Mechanism: Inhibit cyclooxygenase

Uses: 1. Anti-inflammatory, 2. Analgesia, 3. Antipyretic

SE:
GI irritation (COX-1 produces prostaglandins PGE2 and PGI2, inhibiting acid secretion and promoting secretion of cytoprotective mucus in intestine)
Increased bleeding time (COX-1 in platelet produces thromboxane TXA2 which increases platelet aggregation)
Hypersensitivity (shunting to leukotrienes)
Decreased renal blood flow and GFR (COX-1 and COX-2[upreg in vol depleted] increase PGE2 and PGI2 which increase renal blood flow and increase Na+ and H2O excretion)

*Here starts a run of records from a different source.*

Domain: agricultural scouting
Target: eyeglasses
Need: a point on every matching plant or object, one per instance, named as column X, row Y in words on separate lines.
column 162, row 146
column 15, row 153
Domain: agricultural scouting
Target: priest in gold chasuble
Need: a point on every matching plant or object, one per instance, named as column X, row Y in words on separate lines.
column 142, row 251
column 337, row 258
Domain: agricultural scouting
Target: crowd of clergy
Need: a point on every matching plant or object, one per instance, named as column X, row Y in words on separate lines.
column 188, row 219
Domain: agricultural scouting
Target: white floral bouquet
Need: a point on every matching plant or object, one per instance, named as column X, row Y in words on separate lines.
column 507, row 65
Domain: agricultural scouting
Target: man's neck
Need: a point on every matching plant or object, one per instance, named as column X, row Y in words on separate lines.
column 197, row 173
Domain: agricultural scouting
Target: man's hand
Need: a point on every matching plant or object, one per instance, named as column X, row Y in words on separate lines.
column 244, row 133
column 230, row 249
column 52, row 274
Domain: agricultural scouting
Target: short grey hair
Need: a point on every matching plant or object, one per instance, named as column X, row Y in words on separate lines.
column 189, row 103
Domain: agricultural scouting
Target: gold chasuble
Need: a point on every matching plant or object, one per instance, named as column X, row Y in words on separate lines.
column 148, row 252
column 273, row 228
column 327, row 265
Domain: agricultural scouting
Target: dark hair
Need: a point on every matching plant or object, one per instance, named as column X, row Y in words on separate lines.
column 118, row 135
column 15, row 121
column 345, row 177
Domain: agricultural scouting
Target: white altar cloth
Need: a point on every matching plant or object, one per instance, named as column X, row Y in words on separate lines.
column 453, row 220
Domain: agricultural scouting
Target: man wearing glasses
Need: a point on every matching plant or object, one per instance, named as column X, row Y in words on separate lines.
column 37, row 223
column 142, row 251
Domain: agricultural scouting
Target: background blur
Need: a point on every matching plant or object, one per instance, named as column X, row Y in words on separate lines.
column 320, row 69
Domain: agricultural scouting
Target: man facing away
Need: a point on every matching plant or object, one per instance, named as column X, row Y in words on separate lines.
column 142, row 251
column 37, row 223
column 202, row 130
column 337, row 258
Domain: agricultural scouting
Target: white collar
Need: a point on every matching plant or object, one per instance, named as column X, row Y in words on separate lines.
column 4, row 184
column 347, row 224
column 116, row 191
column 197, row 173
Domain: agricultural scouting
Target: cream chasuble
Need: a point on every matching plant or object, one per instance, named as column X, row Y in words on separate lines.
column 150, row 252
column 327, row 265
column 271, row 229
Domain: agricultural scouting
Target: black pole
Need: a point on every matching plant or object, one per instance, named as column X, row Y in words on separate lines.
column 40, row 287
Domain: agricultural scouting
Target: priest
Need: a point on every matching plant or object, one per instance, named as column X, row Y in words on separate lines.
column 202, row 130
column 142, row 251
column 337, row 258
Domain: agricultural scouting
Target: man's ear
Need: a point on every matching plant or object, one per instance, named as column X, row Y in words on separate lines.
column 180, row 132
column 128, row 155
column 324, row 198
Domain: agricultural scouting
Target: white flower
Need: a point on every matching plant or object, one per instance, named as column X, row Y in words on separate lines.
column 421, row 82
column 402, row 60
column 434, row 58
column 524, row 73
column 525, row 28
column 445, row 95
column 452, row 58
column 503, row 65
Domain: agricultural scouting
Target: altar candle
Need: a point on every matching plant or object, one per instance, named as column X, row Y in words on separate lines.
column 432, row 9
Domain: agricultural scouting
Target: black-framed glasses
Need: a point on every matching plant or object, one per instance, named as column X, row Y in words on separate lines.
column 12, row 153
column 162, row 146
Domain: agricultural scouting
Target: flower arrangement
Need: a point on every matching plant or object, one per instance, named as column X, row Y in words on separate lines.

Pregnancy (COX->Pg-> Increase uterine contractions and maintain patent Ductus arteriosus),
Drug interactions (alcohol/GI irritation and bleeding, NSAIDs/Increased risk of bleeding, decreased renal function, Steroids/Increased risk of GI toxicity, Anticoagulants/warfarin, increased bleeding, Methotrexate/Impaired renal excretion, aspirin and salicylates/salicylate poisoning)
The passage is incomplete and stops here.